Modern GPUs from Nvidia, AMD subsidiary ATI, and Intel are as powerful as regular CPUs—in some cases more so. For instance, ATI’s latest Radeon HD 4870 GPU has almost 1 billion transistors, more than twice as many transistors as parent AMD’s most powerful quad-core Phenom CPU.
Even when they are helping to display hyper-realistic first-person shooter video games or encoding video, GPUs tend to be woefully underutilized. OpenCL can solve that by allowing GPUs to acclerate many applications, especially those whose work can be broken down into many smaller parallel calculations, such as low-level number crunching, high-resolution graphics rendering and video encoding.
For those operations, GPUs “are blindingly fast,” said Dan Olds, an analyst with the Gabriel Consulting Group. Encoding and rendering high-def video can be done between 40 to 100 times faster when apps are recompiled with OpenCL, said Olds. Health-care applications such as those processing MRIs and CAT scans would see similar acceleration, he said.
“When you compare the performance to a standard Mac, this will sound like a supercomputer to some people,” he said.
Ian Lao, an analyst with In-Stat, agreed. “This is not total hyperbole,” he said. “The moment I enable OpenCL, I can take a desktop computer into the low-to-mid-end server/supercomputer category.”
Apple looks to be the chief immediate beneficiary of OpenCL, which will be supported in its forthcoming move to Mac OS X 10.6, codenamed “Snow Leopard.”
“That hides some of the complexity of OpenCL, such as the need for OS X to detect and download separate graphics drivers,” said Lao, though he noted that Macs will still need specific Nvidia or ATI graphics chips to take advantage of the technology.
Snow Leopard could come as early as the first quarter of 2009, although Apple has said only that it would be released by mid-year. More details could emerge at next month’s Macworld Expo.
Olds doesn’t think OpenCL will jumpstart the Mac as a gaming platform, despite the potential rendering advantages. Rather, he thinks it will be used to accelerate the video and graphics applications used by creative professionals who have long bought Macs.
Lao, meanwhile, expects OpenCL to have two main effects on Mac hardware. First, it will encourage software developers to port their wares to the technology to take advantage of Snow Leopard’s release. Second, OpenCL may provide a much-needed boost to Apple’s high-end Mac Pro workstations. Though popular with digital artists and animators, Mac workstations like the Mac Pro long ago ceded the high-end animation and rendering market to Linux and Windows. And due to their cost, Mac workstations have never been able to break into the CAD and engineering markets, either, says Lao.

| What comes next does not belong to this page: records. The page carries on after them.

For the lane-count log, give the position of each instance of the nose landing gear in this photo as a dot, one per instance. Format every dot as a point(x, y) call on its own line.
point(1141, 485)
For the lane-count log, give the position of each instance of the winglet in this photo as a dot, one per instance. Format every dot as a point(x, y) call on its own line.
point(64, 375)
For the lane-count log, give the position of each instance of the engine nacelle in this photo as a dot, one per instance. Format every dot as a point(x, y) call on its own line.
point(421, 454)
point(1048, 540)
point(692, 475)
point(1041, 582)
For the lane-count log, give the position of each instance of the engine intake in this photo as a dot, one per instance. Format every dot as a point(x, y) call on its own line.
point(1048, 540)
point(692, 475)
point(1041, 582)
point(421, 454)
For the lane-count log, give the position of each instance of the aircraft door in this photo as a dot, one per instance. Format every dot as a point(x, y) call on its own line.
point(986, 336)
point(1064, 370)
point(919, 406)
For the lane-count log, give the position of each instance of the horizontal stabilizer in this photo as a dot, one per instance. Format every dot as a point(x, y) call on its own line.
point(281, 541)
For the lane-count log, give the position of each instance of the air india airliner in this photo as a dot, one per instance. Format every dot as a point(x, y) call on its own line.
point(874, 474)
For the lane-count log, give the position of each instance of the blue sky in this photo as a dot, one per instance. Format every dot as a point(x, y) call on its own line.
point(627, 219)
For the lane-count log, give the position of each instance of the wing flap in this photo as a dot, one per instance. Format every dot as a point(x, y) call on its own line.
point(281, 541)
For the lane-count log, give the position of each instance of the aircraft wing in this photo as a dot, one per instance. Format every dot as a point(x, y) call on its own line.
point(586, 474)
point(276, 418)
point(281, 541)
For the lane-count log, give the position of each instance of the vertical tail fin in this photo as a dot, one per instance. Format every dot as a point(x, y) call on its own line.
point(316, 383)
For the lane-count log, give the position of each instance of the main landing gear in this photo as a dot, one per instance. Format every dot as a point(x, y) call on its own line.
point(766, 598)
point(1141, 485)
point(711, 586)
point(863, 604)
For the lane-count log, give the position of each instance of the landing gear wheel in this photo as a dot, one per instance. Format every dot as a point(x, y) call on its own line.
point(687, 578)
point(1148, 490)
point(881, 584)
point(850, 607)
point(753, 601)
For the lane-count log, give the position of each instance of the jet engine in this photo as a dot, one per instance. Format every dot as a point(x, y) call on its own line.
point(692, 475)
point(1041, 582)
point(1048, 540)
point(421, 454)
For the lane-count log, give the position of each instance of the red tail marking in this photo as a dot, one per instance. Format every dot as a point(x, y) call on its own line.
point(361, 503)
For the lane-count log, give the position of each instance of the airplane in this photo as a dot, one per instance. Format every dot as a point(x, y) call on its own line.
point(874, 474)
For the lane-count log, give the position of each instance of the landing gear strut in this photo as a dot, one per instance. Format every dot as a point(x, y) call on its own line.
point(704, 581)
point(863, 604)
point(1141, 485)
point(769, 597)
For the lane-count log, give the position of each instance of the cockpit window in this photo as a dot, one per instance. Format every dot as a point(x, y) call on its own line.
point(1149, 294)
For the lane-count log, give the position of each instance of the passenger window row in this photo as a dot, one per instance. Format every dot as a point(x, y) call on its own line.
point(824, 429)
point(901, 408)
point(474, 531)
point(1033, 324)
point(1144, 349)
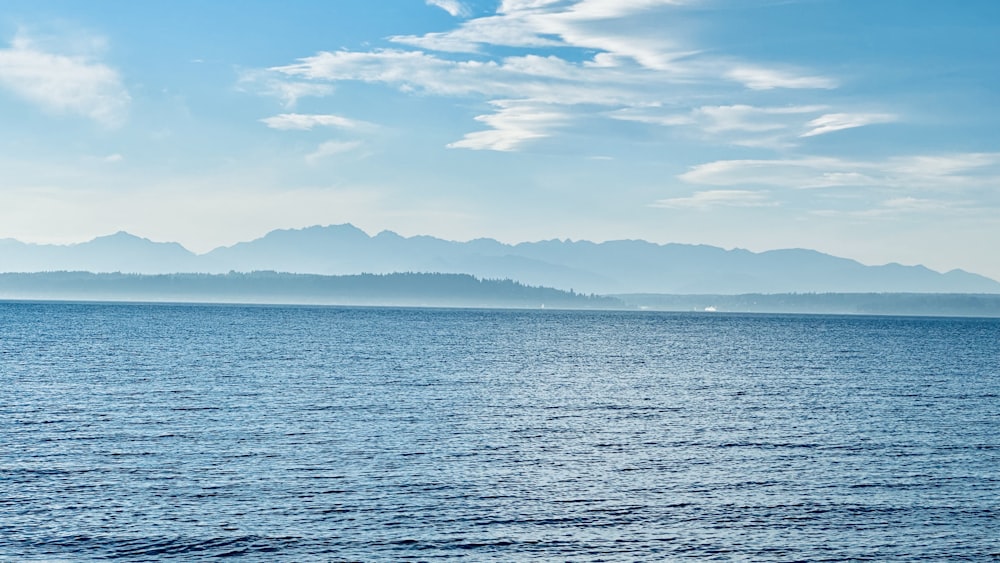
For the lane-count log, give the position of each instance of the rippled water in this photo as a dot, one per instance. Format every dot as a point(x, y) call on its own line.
point(151, 432)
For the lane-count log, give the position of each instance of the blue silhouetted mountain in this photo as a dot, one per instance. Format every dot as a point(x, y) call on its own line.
point(120, 252)
point(614, 267)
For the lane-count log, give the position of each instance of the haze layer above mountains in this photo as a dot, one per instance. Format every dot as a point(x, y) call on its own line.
point(614, 267)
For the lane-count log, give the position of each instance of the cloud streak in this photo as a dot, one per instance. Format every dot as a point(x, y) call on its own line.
point(594, 59)
point(64, 84)
point(305, 122)
point(718, 198)
point(924, 172)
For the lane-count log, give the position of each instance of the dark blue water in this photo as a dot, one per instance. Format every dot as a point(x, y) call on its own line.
point(153, 432)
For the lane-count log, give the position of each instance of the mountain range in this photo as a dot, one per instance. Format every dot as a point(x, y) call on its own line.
point(614, 267)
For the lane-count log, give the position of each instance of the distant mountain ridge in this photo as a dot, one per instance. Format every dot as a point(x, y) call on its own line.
point(622, 266)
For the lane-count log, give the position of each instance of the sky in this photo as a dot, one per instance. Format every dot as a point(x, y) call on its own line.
point(868, 130)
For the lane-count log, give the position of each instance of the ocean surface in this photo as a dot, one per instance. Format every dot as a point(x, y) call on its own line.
point(184, 432)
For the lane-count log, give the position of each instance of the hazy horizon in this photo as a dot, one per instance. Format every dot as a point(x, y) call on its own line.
point(861, 130)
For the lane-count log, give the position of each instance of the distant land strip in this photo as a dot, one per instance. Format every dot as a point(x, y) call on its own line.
point(405, 289)
point(460, 290)
point(901, 304)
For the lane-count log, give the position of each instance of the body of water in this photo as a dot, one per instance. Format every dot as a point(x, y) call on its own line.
point(154, 432)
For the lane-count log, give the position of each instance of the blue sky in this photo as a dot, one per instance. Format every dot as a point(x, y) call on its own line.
point(864, 129)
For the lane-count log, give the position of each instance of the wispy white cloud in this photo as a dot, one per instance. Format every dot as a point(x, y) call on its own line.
point(304, 122)
point(760, 78)
point(331, 148)
point(934, 172)
point(64, 83)
point(278, 86)
point(453, 7)
point(755, 126)
point(512, 125)
point(839, 121)
point(617, 58)
point(902, 206)
point(718, 198)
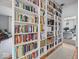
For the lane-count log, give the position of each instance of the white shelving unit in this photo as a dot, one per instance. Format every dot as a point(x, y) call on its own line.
point(30, 28)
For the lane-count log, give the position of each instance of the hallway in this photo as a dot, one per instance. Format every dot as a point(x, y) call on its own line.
point(63, 52)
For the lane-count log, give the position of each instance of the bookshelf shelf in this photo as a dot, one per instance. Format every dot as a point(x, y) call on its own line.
point(23, 43)
point(36, 28)
point(25, 11)
point(26, 23)
point(25, 33)
point(28, 53)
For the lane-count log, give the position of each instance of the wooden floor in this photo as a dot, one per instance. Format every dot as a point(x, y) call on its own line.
point(74, 54)
point(45, 56)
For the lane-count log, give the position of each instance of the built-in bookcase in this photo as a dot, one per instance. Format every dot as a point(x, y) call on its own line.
point(37, 28)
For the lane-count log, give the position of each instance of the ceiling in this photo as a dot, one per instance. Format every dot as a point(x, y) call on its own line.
point(66, 2)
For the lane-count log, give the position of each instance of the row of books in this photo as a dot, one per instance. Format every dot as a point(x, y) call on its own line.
point(25, 38)
point(25, 18)
point(51, 22)
point(50, 9)
point(55, 6)
point(50, 40)
point(50, 46)
point(59, 40)
point(42, 43)
point(42, 35)
point(35, 2)
point(24, 49)
point(34, 55)
point(26, 28)
point(21, 4)
point(50, 34)
point(42, 4)
point(42, 50)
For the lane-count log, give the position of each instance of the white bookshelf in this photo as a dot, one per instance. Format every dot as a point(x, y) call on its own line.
point(42, 27)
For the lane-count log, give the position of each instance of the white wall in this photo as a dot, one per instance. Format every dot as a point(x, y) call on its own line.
point(5, 10)
point(70, 10)
point(4, 22)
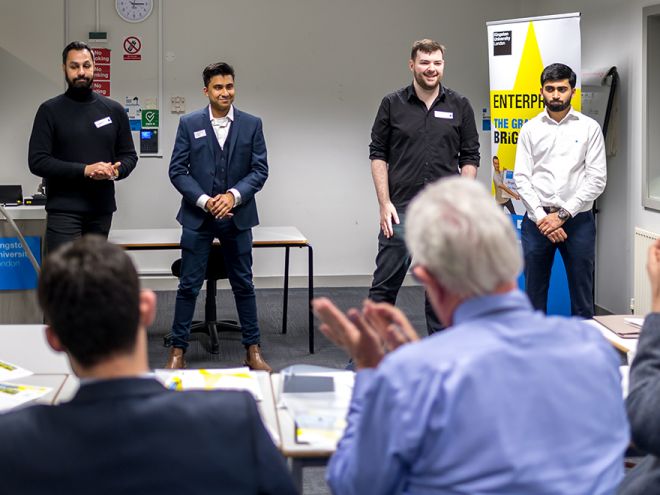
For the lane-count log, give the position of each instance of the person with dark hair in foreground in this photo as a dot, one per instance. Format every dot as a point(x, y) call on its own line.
point(643, 402)
point(505, 400)
point(123, 432)
point(80, 144)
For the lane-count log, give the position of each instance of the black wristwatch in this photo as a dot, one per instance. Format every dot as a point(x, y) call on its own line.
point(563, 214)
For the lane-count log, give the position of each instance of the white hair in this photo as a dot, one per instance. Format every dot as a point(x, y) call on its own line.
point(457, 232)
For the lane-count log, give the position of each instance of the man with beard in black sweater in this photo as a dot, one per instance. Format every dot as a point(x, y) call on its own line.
point(81, 142)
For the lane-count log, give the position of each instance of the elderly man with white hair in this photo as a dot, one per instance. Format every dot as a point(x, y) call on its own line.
point(506, 400)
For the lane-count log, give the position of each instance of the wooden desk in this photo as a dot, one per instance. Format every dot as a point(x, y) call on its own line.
point(262, 237)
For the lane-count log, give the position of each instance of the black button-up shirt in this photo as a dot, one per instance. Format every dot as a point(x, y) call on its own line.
point(422, 145)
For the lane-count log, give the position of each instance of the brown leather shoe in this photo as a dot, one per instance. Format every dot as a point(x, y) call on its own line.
point(255, 360)
point(175, 360)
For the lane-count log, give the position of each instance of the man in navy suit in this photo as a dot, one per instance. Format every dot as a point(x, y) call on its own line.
point(218, 165)
point(124, 432)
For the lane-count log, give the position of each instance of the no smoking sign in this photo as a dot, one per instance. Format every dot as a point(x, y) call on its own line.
point(132, 46)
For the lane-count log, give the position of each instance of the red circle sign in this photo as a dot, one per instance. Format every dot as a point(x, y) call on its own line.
point(132, 45)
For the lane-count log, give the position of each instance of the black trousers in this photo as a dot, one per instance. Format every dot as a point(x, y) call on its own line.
point(62, 227)
point(392, 263)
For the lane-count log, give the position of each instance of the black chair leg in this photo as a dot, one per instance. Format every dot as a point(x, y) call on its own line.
point(213, 335)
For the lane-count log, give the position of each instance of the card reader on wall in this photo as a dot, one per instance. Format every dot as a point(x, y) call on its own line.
point(149, 141)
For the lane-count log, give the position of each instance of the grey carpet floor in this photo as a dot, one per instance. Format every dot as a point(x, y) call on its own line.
point(278, 349)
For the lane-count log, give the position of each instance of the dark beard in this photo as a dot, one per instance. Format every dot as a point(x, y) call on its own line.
point(79, 91)
point(422, 83)
point(557, 107)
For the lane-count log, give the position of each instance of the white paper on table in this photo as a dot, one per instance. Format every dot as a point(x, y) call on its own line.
point(635, 322)
point(9, 371)
point(320, 417)
point(625, 380)
point(211, 379)
point(14, 394)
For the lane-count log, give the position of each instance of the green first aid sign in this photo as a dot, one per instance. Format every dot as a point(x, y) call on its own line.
point(149, 119)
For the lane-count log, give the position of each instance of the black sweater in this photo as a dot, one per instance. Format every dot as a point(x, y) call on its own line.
point(71, 131)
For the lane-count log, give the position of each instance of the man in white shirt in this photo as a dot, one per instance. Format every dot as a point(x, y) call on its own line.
point(560, 170)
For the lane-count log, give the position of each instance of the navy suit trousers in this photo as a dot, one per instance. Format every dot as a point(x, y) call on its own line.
point(578, 253)
point(237, 252)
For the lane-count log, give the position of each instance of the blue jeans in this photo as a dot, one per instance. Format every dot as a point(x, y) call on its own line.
point(237, 252)
point(392, 263)
point(578, 253)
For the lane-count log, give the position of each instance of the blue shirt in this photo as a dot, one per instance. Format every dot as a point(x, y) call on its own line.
point(506, 401)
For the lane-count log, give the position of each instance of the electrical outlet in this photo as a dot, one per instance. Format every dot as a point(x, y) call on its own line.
point(178, 104)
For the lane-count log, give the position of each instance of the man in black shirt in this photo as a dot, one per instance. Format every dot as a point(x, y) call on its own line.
point(421, 133)
point(80, 143)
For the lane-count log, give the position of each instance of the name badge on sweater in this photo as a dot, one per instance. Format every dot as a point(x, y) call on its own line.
point(443, 115)
point(102, 122)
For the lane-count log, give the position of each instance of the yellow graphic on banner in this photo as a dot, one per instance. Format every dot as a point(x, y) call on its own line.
point(510, 109)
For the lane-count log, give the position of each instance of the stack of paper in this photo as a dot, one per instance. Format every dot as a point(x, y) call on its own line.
point(318, 401)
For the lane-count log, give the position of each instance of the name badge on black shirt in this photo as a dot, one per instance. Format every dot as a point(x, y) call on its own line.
point(443, 115)
point(102, 122)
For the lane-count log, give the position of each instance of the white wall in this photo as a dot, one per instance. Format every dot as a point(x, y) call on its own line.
point(315, 71)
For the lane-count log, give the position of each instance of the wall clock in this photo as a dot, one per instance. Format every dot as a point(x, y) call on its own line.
point(134, 10)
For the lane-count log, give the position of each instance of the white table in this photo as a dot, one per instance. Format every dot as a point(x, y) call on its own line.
point(300, 455)
point(627, 346)
point(262, 237)
point(26, 346)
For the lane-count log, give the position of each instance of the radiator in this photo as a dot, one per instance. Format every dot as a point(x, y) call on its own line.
point(642, 287)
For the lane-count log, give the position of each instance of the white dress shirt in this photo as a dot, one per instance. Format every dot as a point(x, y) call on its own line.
point(560, 164)
point(221, 128)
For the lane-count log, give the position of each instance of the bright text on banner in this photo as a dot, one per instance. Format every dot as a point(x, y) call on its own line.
point(16, 271)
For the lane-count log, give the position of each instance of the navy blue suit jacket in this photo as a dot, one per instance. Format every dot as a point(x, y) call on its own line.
point(131, 435)
point(193, 165)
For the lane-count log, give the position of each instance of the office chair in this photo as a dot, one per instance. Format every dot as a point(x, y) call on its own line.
point(215, 270)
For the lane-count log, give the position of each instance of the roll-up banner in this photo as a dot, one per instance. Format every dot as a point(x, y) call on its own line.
point(518, 50)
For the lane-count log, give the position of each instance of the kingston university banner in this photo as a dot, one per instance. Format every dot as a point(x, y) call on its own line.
point(518, 51)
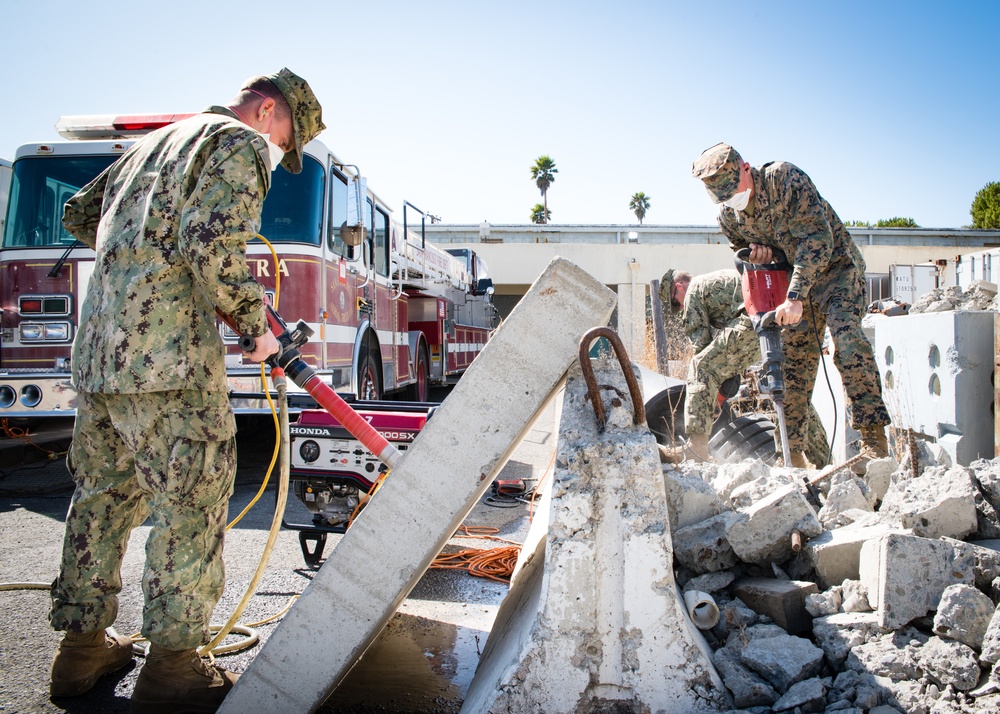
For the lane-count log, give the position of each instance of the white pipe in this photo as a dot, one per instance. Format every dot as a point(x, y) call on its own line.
point(702, 609)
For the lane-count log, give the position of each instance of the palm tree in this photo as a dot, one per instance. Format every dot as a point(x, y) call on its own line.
point(543, 173)
point(540, 214)
point(639, 204)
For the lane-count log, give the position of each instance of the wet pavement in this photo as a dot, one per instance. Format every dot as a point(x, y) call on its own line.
point(423, 661)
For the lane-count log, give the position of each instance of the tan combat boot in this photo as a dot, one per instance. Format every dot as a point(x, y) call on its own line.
point(697, 447)
point(179, 680)
point(873, 439)
point(81, 659)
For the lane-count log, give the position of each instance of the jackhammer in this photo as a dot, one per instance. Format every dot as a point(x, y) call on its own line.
point(299, 371)
point(765, 287)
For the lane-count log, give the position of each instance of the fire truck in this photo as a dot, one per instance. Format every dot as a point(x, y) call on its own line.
point(392, 315)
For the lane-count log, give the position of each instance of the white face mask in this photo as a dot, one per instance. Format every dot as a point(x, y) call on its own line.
point(276, 152)
point(739, 201)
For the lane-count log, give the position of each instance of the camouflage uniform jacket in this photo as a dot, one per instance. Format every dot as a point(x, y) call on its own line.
point(714, 301)
point(170, 221)
point(788, 212)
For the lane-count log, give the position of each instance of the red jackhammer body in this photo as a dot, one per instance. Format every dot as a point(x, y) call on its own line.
point(765, 287)
point(299, 371)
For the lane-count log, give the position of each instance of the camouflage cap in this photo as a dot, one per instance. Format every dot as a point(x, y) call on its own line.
point(307, 114)
point(719, 168)
point(666, 291)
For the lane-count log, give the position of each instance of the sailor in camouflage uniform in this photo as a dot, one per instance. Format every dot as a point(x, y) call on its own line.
point(725, 345)
point(777, 206)
point(154, 433)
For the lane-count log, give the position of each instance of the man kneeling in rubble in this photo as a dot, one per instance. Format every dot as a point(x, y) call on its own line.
point(725, 344)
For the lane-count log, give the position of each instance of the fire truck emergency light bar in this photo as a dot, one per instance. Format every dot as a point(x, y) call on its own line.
point(113, 126)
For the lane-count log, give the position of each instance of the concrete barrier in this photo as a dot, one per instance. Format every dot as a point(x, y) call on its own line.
point(450, 465)
point(594, 622)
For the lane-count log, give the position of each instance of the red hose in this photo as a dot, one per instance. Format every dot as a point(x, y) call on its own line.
point(352, 421)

With the no-cost horsepower boost provided by OpenCL, Mac Pros could suddenly “get Apple back in the game, and re-open markets up to them,” Lao said.
What about Windows PCs?
Microsoft has not announced any plans to formally support OpenCL in Vista or its forthcoming Windows 7. That doesn’t mean Windows PCs won’t be able to enjoy the fruits of OpenCL. They still can, said Lao, provided they are equipped with the right Nvidia or ATI graphics chip—either on the motherboard or via an add-on graphics card—and if OpenCL applications are tweaked to work with the Nvidia or ATI drivers.
For instance, Microsoft has already confirmed that it will rewrite Vista, PowerPoint 2007, the Silverlight multimedia player and its Expression video encoder to work with ATI’s drivers.
Moreover, Microsoft is working on DirectX 11, the upcoming version of its long-time series of graphics application programming interfaces (APIs). Lao said DirectX 11, particularly its Direct3D 11 API, gives programmers roughly the same sort of ability to control whether the application is processed by the CPU or GPU.
The difference, according to Lao, is that OpenCL is likely to encourage the acceleration of a much broader range of apps to be accelerated compared to DirectX 11, which will continue to be used mostly to boost videogame performance.